I came across two different formulas for the transverse comoving distance in cosmology from GR based on Friedmann's solution in the FLRW metric for an expanding space homogenoeus and isotropic:
a) ..the first one directly derived from GR (as shown in the scientific lieterature)
$$ d=\frac{c}{H_0} \frac{1}{\sqrt{Ω_k}}\mathrm{sinn}\left[{\sqrt{Ω_k}}\int \frac{dz}{\sqrt{Ω_r(1+z)^4+Ω_m(1+z)^3+Ω_k(1+z)^2+Ω_Λ}}\right] $$
where the operator sinn varies depending if we have an open, close or flat Universe. Obviously, $Ω_r$, $Ω_m$, $Ω_k$, $Ω_Λ$ are the omega density parameters whose sum is 1.

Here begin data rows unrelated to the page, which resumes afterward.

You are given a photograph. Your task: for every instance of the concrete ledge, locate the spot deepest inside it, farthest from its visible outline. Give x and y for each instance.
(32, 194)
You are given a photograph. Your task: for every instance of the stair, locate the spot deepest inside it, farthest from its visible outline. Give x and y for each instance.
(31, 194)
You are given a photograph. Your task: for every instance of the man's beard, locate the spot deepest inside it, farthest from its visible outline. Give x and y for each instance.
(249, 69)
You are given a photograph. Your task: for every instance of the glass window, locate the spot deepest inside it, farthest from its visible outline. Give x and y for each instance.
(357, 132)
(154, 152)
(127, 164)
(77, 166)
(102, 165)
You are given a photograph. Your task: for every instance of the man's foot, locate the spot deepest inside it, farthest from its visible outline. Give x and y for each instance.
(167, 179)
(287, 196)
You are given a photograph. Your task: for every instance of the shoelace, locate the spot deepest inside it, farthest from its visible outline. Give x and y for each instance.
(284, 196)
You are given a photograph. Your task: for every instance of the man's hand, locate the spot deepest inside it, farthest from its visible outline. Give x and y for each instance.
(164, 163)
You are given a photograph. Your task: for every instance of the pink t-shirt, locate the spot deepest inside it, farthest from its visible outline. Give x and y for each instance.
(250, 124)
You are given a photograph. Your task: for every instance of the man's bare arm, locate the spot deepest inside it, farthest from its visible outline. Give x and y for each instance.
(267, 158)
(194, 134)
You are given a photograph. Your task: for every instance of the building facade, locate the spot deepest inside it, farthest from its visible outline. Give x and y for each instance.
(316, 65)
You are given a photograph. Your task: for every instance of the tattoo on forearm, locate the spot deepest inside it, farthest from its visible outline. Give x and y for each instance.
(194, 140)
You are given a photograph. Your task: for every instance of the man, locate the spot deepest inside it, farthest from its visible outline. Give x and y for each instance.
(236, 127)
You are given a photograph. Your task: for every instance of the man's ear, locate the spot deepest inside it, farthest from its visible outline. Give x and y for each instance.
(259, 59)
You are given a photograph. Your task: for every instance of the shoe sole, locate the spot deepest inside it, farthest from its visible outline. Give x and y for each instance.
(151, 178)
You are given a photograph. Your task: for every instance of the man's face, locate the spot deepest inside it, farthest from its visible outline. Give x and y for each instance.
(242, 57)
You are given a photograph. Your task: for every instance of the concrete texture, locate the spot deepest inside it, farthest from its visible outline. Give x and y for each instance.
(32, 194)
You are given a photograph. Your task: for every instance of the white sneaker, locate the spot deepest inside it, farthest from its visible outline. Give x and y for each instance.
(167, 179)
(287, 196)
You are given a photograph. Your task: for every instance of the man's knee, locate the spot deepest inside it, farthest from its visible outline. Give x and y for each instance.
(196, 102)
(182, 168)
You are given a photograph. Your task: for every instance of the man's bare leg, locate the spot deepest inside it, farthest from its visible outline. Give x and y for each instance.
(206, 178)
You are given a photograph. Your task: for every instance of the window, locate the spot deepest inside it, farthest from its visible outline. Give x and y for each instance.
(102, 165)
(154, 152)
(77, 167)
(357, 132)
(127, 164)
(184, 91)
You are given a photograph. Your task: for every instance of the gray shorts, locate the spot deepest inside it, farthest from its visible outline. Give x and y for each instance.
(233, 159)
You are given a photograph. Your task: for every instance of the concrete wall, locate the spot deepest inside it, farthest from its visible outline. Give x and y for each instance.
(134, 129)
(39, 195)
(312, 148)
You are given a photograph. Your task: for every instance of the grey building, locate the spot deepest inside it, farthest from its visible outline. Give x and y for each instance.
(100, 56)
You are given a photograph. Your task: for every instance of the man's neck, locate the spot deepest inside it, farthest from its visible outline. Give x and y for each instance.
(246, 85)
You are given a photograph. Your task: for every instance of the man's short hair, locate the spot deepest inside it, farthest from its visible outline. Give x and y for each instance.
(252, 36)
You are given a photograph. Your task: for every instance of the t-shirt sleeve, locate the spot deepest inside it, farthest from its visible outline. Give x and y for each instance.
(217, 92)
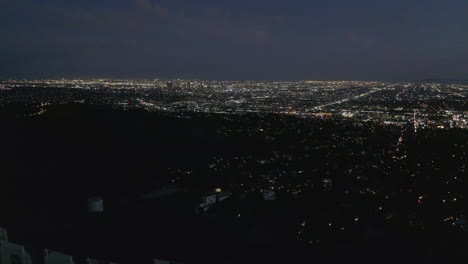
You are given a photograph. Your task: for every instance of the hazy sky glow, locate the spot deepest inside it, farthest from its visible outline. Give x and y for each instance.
(235, 39)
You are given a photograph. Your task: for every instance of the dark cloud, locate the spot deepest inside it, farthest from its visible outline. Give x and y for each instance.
(272, 39)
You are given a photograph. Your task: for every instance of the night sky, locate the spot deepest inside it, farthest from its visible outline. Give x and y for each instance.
(235, 39)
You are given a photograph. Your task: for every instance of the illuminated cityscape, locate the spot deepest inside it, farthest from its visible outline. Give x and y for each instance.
(310, 167)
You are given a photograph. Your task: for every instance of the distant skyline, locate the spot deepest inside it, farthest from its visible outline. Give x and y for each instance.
(235, 40)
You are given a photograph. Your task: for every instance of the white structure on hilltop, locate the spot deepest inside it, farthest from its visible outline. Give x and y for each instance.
(55, 257)
(11, 253)
(269, 195)
(214, 198)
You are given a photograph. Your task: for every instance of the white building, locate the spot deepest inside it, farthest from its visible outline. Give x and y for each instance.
(11, 253)
(269, 195)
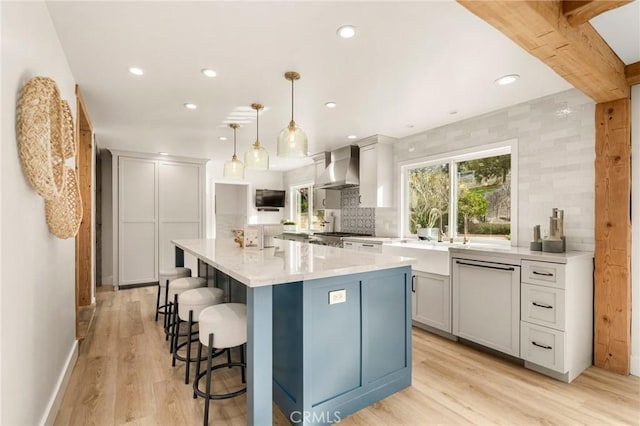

b) ..the second one derived by Carroll in his "The Cosmological Constant" Annu. Rev. Astron. Astrophy. 1992 30 499-542 (Eq. 25 page 511) which is slightly different
$$ d=\frac{c}{H_0} \frac{1}{\sqrt{Ω_k}}\mathrm{sinn}\left[{\sqrt{Ω_k}}\int \frac{dz}{\sqrt{(1+z)^2(1+Ω_mz)-z(2+z)Ω_Λ}}\right] $$
Indeed, if I multiply all factors in the square root at the denominator in this second integral b), I do not obtain the correspective part of formula a). I infer that the conceptual meaning is different. b) is defined in Carroll's document as proper motion which should actually be the transverse comoving distance for definition. Did I miss any important conceptual and mathematical steps bewteen the two formulas? Do you know when we have to apply Carroll's formula b) instead of general formula a)?